Después de estas respuestas, interesantes, profundas, reveladoras de todo ese sentir espiritual, literario y cultural de Nancy, la dejamos descansar y volver a su reposo médico tan necesario para mejorar su quebrantada salud, y así, muy pronto, retome sus actividades literarias y culturales en beneficio de tanta gente y del patrimonio cultural de nuestro país. Ojalá pronto puedan aparecer esos libros en los que está trabajando y en todos sus proyectos al frente de AEAH como en las otras instituciones en las que participa.

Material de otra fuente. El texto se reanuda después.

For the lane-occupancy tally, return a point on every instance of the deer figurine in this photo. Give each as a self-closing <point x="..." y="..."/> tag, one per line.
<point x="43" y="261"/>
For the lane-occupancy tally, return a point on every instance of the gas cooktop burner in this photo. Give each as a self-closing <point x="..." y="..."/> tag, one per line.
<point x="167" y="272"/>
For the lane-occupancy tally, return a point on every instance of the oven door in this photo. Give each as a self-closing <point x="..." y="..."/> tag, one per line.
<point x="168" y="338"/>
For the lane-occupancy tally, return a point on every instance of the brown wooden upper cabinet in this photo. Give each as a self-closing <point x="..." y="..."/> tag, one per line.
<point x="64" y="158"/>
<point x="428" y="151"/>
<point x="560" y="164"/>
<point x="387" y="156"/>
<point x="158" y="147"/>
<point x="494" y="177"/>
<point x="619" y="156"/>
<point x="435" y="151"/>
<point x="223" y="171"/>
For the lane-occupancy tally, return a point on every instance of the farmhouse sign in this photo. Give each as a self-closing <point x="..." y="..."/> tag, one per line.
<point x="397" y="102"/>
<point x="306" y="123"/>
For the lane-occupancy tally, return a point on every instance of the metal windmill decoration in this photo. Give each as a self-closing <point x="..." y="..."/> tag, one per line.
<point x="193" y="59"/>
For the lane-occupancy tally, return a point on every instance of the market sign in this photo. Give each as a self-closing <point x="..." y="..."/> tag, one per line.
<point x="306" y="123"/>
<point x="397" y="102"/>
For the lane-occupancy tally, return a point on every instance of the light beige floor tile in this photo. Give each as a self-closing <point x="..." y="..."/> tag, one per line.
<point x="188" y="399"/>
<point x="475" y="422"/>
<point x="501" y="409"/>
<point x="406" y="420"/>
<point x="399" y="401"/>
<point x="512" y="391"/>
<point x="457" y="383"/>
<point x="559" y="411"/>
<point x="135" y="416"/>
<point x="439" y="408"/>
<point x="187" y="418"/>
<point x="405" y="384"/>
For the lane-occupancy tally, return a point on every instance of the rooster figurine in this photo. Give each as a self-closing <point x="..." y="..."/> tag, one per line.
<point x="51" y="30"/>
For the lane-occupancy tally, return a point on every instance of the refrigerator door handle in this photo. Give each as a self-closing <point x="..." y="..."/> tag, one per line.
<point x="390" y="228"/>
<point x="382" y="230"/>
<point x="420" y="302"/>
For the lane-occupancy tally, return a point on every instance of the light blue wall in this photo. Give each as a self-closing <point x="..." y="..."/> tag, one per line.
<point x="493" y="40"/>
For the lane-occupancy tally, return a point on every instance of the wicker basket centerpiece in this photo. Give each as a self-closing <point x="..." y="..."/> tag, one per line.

Agradecemos su gentil disposición para esta entrevista.

Denuncio el aguacero
Nancy Ramírez Arancibia

Tijereteo la historia
entre el bullicio de la vida
del hambre desparramada
y las acaudaladas cuentas
mientras tanto, muere la semilla
entre la amnesia de la humanidad.
VIVO
entre corduras y locuras
a mi diestra, copula
el engaño con el amor
los hijos cercenan sus raíces
lloro con el dolor de los viejos
cuando les miran con desprecio
y les llaman locos
diluyendo sus existencias.
SOBREVIVO
entre el aleteo constante
de una educación mediocre
observo cómo escurre
el pasivo revolotear
de gobiernos ineptos
se despellejan las calles
la desilusión del futuro gime.
La incultura aprieta la soga al cuello
y desespero porque en cosa
de pocos años…
los discapacitados del alma
seguirán deambulando
carentes de sonidos
decapitando a las
nuevas generaciones.
VIVO
SOBREVIVO
LLORO Y MUERO
sin el amor de mis hijos
precipitándome
errada
o certera
en este enredo de versos
donde desenredo instancias
y denuncio el aguacero
porque se agrieta la vida
Estamos autodestruyéndonos
con estocadas certeras.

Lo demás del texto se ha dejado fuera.